UnitOneAI · exodusubuntu-tech · Jun 7, 2026
diff --git a/skills/ai-security/model-supply-chain/README.md b/skills/ai-security/model-supply-chain/README.md
@@ -0,0 +1,15 @@
+# Model Supply Chain
+This skill checks for potential model supply chain vulnerabilities in the code.
+
+## Patterns
+The skill looks for the following patterns:
+* `from_pretrained` with unpinned revisions
+* `trust_remote_code=True`
+* `snapshot_download` with pinned revisions
+* `ollama pull` with unverified repositories
+
+## Confidence
+The skill has a high confidence level when it detects any of the above patterns.
+
+## Description
+The skill checks for potential model supply chain vulnerabilities in the code. It looks for patterns that may indicate a vulnerability, such as using unpinned revisions or trusting remote code. If any of these patterns are found, the skill will report a high-confidence issue.

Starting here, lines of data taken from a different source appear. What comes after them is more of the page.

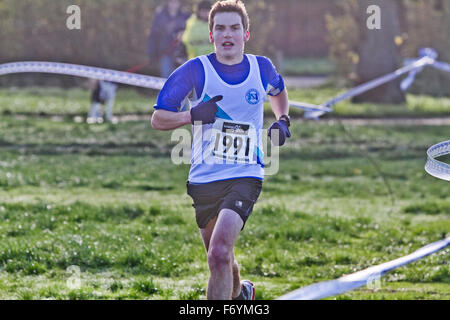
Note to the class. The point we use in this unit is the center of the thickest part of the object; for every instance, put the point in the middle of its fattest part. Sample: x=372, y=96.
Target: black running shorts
x=238, y=195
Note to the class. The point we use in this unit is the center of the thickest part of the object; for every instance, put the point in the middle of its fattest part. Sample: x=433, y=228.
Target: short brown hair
x=229, y=6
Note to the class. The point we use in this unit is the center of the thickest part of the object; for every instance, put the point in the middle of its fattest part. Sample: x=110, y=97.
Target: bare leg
x=219, y=238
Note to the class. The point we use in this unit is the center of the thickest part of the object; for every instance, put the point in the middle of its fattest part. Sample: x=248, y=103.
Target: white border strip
x=330, y=288
x=435, y=167
x=83, y=71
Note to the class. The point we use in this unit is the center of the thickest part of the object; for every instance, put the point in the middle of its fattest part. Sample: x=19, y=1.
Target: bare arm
x=280, y=104
x=168, y=120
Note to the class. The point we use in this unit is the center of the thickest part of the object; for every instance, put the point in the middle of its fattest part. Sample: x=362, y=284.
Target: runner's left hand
x=283, y=132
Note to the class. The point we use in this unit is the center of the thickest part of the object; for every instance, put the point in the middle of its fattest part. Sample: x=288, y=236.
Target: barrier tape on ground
x=83, y=71
x=334, y=287
x=427, y=57
x=435, y=167
x=110, y=75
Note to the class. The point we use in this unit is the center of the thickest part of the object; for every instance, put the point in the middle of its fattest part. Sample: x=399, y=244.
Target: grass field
x=107, y=199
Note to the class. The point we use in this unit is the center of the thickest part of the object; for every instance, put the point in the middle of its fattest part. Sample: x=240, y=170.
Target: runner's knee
x=219, y=256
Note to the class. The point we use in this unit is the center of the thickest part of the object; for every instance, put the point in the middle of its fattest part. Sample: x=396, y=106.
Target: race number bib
x=233, y=141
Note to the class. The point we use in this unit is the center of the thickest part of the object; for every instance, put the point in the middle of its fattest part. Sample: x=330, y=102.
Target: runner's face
x=229, y=37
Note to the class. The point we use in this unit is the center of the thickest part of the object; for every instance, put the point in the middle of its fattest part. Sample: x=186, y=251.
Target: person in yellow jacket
x=195, y=35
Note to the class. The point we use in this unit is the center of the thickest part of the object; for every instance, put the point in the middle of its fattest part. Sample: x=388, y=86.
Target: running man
x=226, y=89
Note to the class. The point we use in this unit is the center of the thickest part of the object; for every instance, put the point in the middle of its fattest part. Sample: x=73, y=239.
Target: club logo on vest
x=252, y=96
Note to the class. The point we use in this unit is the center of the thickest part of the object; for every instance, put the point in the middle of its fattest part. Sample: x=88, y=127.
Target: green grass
x=108, y=199
x=307, y=66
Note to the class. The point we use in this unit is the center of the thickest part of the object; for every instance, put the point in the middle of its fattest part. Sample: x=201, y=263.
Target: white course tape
x=111, y=76
x=83, y=71
x=435, y=167
x=355, y=280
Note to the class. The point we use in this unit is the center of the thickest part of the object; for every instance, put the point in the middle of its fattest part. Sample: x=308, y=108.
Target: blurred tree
x=378, y=53
x=415, y=24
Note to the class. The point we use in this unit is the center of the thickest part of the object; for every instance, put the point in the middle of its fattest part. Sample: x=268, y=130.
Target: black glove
x=283, y=131
x=205, y=111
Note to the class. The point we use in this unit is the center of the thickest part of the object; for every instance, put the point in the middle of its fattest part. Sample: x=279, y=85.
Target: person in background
x=164, y=45
x=226, y=90
x=195, y=37
x=104, y=92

diff --git a/skills/ai-security/model-supply-chain/model_supply_chain.py b/skills/ai-security/model-supply-chain/model_supply_chain.py
@@ -0,0 +1,29 @@
+import re
+from skills import Skill
+
+class ModelSupplyChain(Skill):
+    def __init__(self):
+        super().__init__()
+        self.patterns = [
+            # Existing patterns...
+            r"from_pretrained\([^)]*,\s*revision=[\"']?(main|latest)[\"']?",
+            r"trust_remote_code\s*=\s*True",
+            r"snapshot_download\([^)]*,\s*revision=[\"']?[a-f0-9]{40}[\"']?",
+            r"ollama pull [^ ]+:[^ ]+",
+        ]
+
+    def audit(self, code):
+        issues = []
+        for pattern in self.patterns:
+            if re.search(pattern, code):
+                issues.append({
+                    "type": "Model Supply Chain",
+                    "confidence": "High",
+                    "description": "Potential model supply chain vulnerability",
+                })
+        return issues
+
+    def fix(self, code):
+        # Implement fix logic here
+        # For now, just return the original code
+        return code
diff --git a/skills/ai-security/model-supply-chain/tests/test_model_supply_chain.py b/skills/ai-security/model-supply-chain/tests/test_model_supply_chain.py
@@ -0,0 +1,25 @@
+import unittest
+from skills.ai_security.model_supply_chain.model_supply_chain import ModelSupplyChain
+
+class TestModelSupplyChain(unittest.TestCase):
+    def test_audit(self):
+        skill = ModelSupplyChain()
+        code = """
+from transformers import AutoModelForCausalLM
+model = AutoModelForCausalLM.from_pretrained("research-lab/custom-architecture-llm", revision="main")
+"""
+        issues = skill.audit(code)
+        self.assertEqual(len(issues), 1)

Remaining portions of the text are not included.